The second, and final, six hour lab began at 11 am on a Saturday morning in an official Nursing Assistant lab and testing room at Southeast Technical College in Red Wing Minnesota. Walking into the room, the vibe was completely different from the previous weekend’s lab experience. The room was set up to look like a real resident’s room, with a mannequin in a hospital bed, lovingly named Walter until after peri care, when it was changed to Wendy as she was most definitely not a guy, shelves fully stocked with all of the supplies anyone could ask for, and, of course, mandarin oranges, expired for over a year, for the use of pretend feeding the residents a nutrient filled, delicious meal. Time went by much faster in the air conditioned room, and everything felt far more helpful and organized in the Red Wing facility than in Zumbrota. Kasa agreed, commenting, “Doing labs in Red Wing was much easier in that everything we needed was already there.” The group was allowed to leave early, but not until each took a turn trying on the aging suits. Jackets and pants that had weights all around them as well as plastic pieces surrounding the major joints like the elbows and knees, aging suits mimic the stress of arthritis. Topping off the outfit were foggy goggles meant to simulate cataracts and a neck brace to limit head movement. It was crazy how changing something as simple as what these young, very physically capable girls were wearing could so drastically change how their joints felt. Baszuro found herself unable to even sit down as it was so uncomfortable on her knees. The girls talked about how they immediately got the urge to give their grandparents big hugs. 

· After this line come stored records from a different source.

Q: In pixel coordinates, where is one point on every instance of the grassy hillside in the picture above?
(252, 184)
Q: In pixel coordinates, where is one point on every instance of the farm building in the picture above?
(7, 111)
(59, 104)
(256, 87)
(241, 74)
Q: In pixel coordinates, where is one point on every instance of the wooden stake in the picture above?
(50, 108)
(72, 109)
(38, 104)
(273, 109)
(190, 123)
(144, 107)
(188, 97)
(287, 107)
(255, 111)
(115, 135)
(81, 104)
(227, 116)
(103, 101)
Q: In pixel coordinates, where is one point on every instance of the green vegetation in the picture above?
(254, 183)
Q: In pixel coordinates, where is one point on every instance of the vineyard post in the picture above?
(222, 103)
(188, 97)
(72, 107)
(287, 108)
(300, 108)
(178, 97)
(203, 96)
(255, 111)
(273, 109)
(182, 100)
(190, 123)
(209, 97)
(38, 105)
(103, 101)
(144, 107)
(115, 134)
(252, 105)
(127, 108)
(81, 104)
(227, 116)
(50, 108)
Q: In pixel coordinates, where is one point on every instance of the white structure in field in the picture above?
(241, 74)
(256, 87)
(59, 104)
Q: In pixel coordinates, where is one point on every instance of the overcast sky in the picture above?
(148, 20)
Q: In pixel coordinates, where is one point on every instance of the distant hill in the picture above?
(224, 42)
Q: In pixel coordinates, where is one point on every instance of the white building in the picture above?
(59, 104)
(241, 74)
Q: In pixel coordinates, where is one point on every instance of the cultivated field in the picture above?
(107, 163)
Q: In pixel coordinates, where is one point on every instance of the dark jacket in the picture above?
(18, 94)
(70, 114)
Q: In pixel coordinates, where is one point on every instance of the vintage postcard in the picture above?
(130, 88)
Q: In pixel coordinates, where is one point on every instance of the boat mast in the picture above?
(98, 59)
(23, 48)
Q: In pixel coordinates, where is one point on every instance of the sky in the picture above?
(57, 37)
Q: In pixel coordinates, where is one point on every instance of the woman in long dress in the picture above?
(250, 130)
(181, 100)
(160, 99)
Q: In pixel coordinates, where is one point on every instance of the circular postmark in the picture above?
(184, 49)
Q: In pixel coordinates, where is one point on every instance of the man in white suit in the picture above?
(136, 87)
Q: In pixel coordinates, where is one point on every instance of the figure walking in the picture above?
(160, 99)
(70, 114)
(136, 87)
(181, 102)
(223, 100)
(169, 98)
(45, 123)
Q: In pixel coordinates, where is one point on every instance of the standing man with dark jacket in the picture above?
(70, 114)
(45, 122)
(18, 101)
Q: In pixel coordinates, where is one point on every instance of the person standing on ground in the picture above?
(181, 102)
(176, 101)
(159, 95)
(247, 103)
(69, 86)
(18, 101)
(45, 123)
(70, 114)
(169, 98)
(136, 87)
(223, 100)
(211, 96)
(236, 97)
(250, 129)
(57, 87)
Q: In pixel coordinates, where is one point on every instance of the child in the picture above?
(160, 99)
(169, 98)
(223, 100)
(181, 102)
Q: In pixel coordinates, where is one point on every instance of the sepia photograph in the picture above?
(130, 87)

While nursing assistants do a lot of the busy work, they are essential to allow for RNs, doctors, and other medical staff to focus on the more serious aspects of health care. Becker, Kasa, and Baszuro don’t plan on staying in the nursing home forever, each of them having different pursuits, but this opportunity provided them with an experience that will be extremely beneficial to them in the long run, and will be giving them an inside look at working in the medical field. Clinicals are the next step after all ten units have been completed, which will take place at the beginning of December. They will consist of the three students shadowing and assisting their instructor as she cares for actual residents. After 32 hours of shadowing have been completed, they will be ready to take, and hopefully, pass, their state exam, completing the transition from a few high schoolers taking online classes to official nursing assistants ready to don their scrubs and get to work.